Welded Connections

Welded connections are widely used in steel structures to transfer loads between members. They provide rigidity, continuity, and strength by joining structural components through welds. The strength of a welded connection depends on the electrode type, the configuration of the welds, and the stresses produced by direct loads and moments. The polar moment of inertia of the weld group is an important parameter in determining the distribution of stresses within the welds.

Electrode used:

E60xx : $F_u = 415 \; \text{MPa}$
E70xx : $F_u = 485 \; \text{MPa}$
E80xx : $F_u = 550 \; \text{MPa}$

Polar Moment of Inertia

$$ J = \sum (I_x + I_y) $$

Simplified Form:

$$ J = \sum L \left(\frac{L^2}{12} + \bar{x}^2 + \bar{y}^2 \right) $$

Where:

$L$ = length of the weld
$\bar{x}$ = horizontal distance between the point of consideration and the weld center
$\bar{y}$ = vertical distance between the point of consideration and the weld center

Load Effects on Welds

Due to direct load:

$$ P_D = \frac{P}{L} $$

Due to moment/torsion:

$$ R_{Tx} = \frac{T \cdot \bar{y}}{J}, \qquad R_{Ty} = \frac{T \cdot \bar{x}}{J} $$

Minimum Size of Fillet Welds

Material Thickness of Thicker Part Joined (mm)	Minimum Size of Fillet Weld (mm)
To 6 mm	3 mm
Over 6 to 12 mm	5 mm
Over 12 to 20 mm	6 mm
Over 20 mm	8 mm

Maximum Size of Fillet Welds

Material Thickness	Maximum Size of Fillet Weld
< 6 mm	Not greater than thickness of material
> 6 mm	Not greater than thickness of material minus 1.6 mm

Welded Connections (Axially Loaded)

I. Longitudinal Fillet Welds Only

A. Tensile Capacity of Base Metal Connection

1) Tension Yielding on Gross Area

$$Pn = Fy (Ag)$$ $$Ag = w(t)$$

Pa = 0.60 Pn (For ASD)
Pu = 0.90 Pn (For LRFD)

2) Tension Rupture on Net Section of the Base Metal

Pn = Fu (Ae)

Ae = UAn, An = Ag (since there are no bolt holes for welds)
Pa = 0.50 Pn (For ASD)
Pu = 0.75 Pn (For LRFD)

Where:
Fy = yield stress of the base metal
Fu = specified ultimate stress of the base metal
t = thickness of the base metal
U = shear lag factor

Note: Use the smaller value of Pn for tensile capacity of the base metal.

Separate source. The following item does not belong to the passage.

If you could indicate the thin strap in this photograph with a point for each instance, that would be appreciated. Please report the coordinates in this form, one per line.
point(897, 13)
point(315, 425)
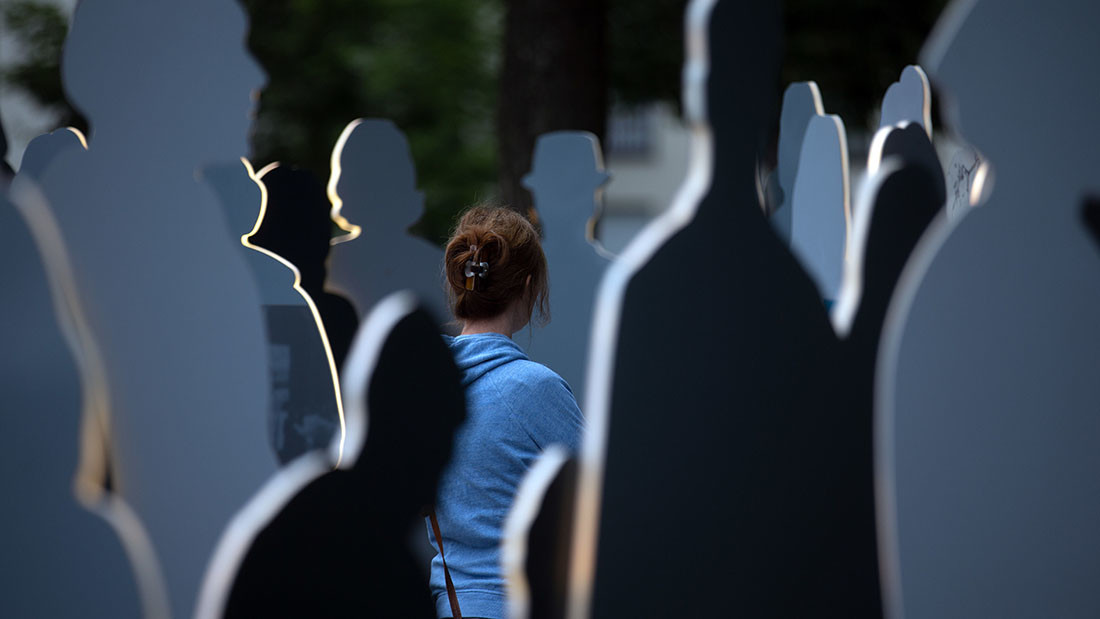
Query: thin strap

Shear Strength of the Base Metal

1) Based on Gross Area of Shear Surface

$$Pn = 0.60 Fy Ag$$

Ag = t(Lt)
t = smaller thickness of t1 and t2
Lt = total length of the weld

2) Based on Shear Rupture Strength

$$Pn = 0.60 F_u A_{nv}$$

Anv = t(Lt)
t = smaller thickness of t1 and t2
Lt = total length of the weld

Pa = 0.50 Pn (For ASD)
Pu = 0.75 Pn (For LRFD)

3) Weld Shear Strength

$$Pn = F_{nw} (A_{we})$$

Where:
Awe = 0.707 (t)(Lt)
t = thickness of the weld in mm
Fnw = 0.60 Fu (tension strength of the weld)
Lt = total length of the longitudinal welds

Load Resistance Factored Design (LRFD)

$$\phi Pn = \phi F_{nw} (A_{we})$$

Where: Φ Pn = design shear strength of weld, Φ=0.75

Allowable Stress Design (ASD)

$$Pa = Pn / Ω = F_{nw} (A_{we}) / Ω$$

Where: Pa = design shear strength of weld, Ω = 2

II. Longitudinal & Transverse Fillet Welds

$$P_{n1} = Pn_{wl} + Pn_{wt} $$
$$P_{n2} = 0.85 Pn_{wl} + 1.5 Pn_{wt}$$

Where:
Pn_wl = total nominal strength of the longitudinal fillet welds
Pn_wt = total nominal strength of the transversely loaded fillet welds
Pn_wl = Fnw (Awe)

Note: Use the larger value between P_n1 and P_n2 as the design Pn.